This assignment was sent to me by Jeff Goins. I thought it was so great that I decided it should be put here. Tell me what you think.
When I was younger, I got bullied a lot. A short and chubby redhead, I was the kid you’d see getting teased at recess. And for most of my youth, I attracted bullies who made me feel small. They got the girl, and I got anxiety attacks.
Moving into my teenage years, the sense of victimhood didn’t leave me. I didn’t have much of a social life and rarely left the house. I had a pretty cynical worldview. If something could go wrong, it would.
When I started running and losing weight, a strange thing happened: I didn’t become more confident. I was still very scared and shy, and this surprised me.
I always thought I was timid because of how I looked, but the truth was I had learned to live into others’ expectations of me. I became what other people perceived me to be. And I couldn’t escape it.
This false self-image followed me into adulthood, and eventually, I realized my lack of confidence was not something I was going to grow out of. Not without a fight.
If I was going to live the life I wanted, I would have to learn to be assertive. I would have to find a way to be confident. To overcome my fears. Even if I had to fake it.
The Practice of Confidence
So I began observing confident people. I studied how they spoke and acted, what made them different from the rest of us. I watched their mannerisms and how they conducted themselves in public, and then I started copying them.
Little by little, I made daily decisions that exuded confidence. I haggled with retailers and demanded apologies from rude telemarketers. I got in people’s faces and looked them straight in the eyes. I acted as if I believed in myself, even though I didn’t. The crazy part? It worked.
The more I faked being confident, the more I actually became confident.

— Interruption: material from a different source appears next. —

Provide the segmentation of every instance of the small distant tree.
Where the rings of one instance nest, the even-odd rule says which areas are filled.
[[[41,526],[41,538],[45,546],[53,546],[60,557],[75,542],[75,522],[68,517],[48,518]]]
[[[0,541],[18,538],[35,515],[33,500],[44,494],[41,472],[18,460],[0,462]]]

After standing up to my first bully in over two decades — a drunk who harassed my wife at a concert — I felt more alive than I had in years. Although I was scared to face him, I did it anyway. To my surprise, he didn’t pound me into a pulp. He backed down and apologized.
And I walked away with an unfamiliar feeling of strength and peace that I kind of liked.
This experience taught me something: confidence takes practice. Although some people may be born with it, others have to develop it. They don’t inherit it; they have to create it.
I’ve applied this principle to other areas of my life and seen great success. Now, I regularly speak for live audiences and get asked to do interviews. I communicate with a confidence that surprises even me — all because I’ve learned how to practice.
Sure, I still have twinges of self-doubt, but I am growing into the person I believe I was meant to be.
Your homework this week is to emulate someone who is more confident than you are. Find someone who is bolder and stronger and observe them. Then copy what they do, even if it feels uncomfortable.
Do they never slouch? Do the same. Do they tell the hard, brutal truth right to people’s faces? Do that. Confidence isn’t easy, but it’s not impossible, either. All you need is a little practice.
Everything we do in life is practice. If you constantly question yourself and wonder about your abilities, what do you think you’re doing? It’s not being humble. You’re practicing insecurity. And if you can do that as a practice, you can do the opposite.
Good luck with your assignment. Report back when in the comments when you are done.